Broome skipper Adrian Troy has thanked friends and supporters for backing him during the six months he was held captive in East Africa, accused of being a spy.
Mr Troy is recovering in England after being released suddenly from an Eritrean prison at the weekend.
He was one of four men accused of entering the country's waters with a cache of weapons and held in jail for six months, during which time diplomats were refused access to him.
"I cannot tell you how grateful I am for all of your support during my time detained in Eritrea," he wrote in a message on a Facebook site set up in his support.
"It is truly awesome and I thank each and every one of you. It really did make a difference as the world, and particularly our Eritrean friends, could see that I am a regular guy with fantastic friends and family.

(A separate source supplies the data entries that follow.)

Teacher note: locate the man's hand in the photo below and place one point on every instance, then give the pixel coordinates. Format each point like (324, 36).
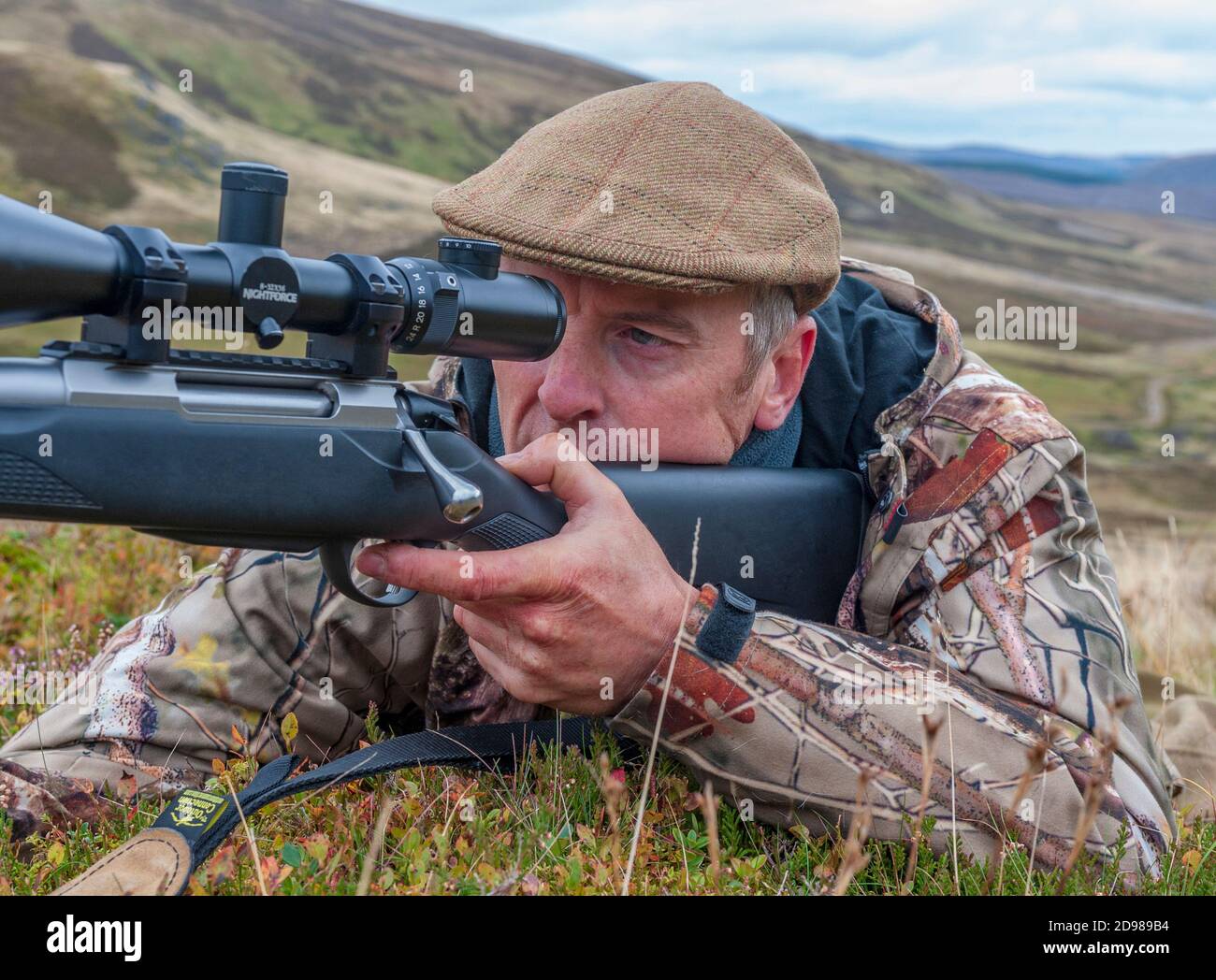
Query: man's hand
(576, 622)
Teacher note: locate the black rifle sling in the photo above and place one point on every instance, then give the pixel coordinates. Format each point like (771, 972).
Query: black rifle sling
(207, 820)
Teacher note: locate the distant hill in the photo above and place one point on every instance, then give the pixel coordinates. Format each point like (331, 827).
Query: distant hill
(1131, 183)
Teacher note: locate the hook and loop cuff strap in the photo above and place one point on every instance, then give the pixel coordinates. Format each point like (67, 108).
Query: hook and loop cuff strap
(728, 627)
(159, 859)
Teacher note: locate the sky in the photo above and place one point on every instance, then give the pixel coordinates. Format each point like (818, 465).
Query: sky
(1095, 77)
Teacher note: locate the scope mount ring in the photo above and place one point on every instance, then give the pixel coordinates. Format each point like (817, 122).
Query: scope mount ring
(336, 557)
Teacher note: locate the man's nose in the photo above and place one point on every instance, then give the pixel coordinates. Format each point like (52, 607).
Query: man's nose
(571, 389)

This really did play its part in the overall bid to be set free."
Mr Troy is expected to spend the next two weeks in Britain before returning home to Broome.
A former British soldier and dual Australian-British citizen, Mr Troy has been working in the WA pearling industry for 15 years.
After sailing a pearling boat to Thailand for a major refit last year, he took part-time work with a British private security firm Protection Vessels International, which is involved in anti-piracy operations off the Horn of Africa.
He was arrested in late December after refuelling his boat, Sea Scorpion, in Port Massawa while bound for Djibouti.
The Eritreans accused Mr Troy and his colleagues, including two former British marines, of disguising themselves as tourists, entering the territory with a cache of weapons and trying to flee without paying.
Until a few days ago, they had not been seen or heard from for six months and repeated attempts by the British and Australian governments for consular access had failed.
In a statement issued last week, the Eritrean Government claimed "all the British nationals in detention … fully admitted they have committed a crime".
It said the men regretted trying to escape from the port of Massawa, where there was an apparent dispute about payment for fuel and supplies.
It also claimed the men "bear accountability" for "acts of invasion, organising terrorism and espionage".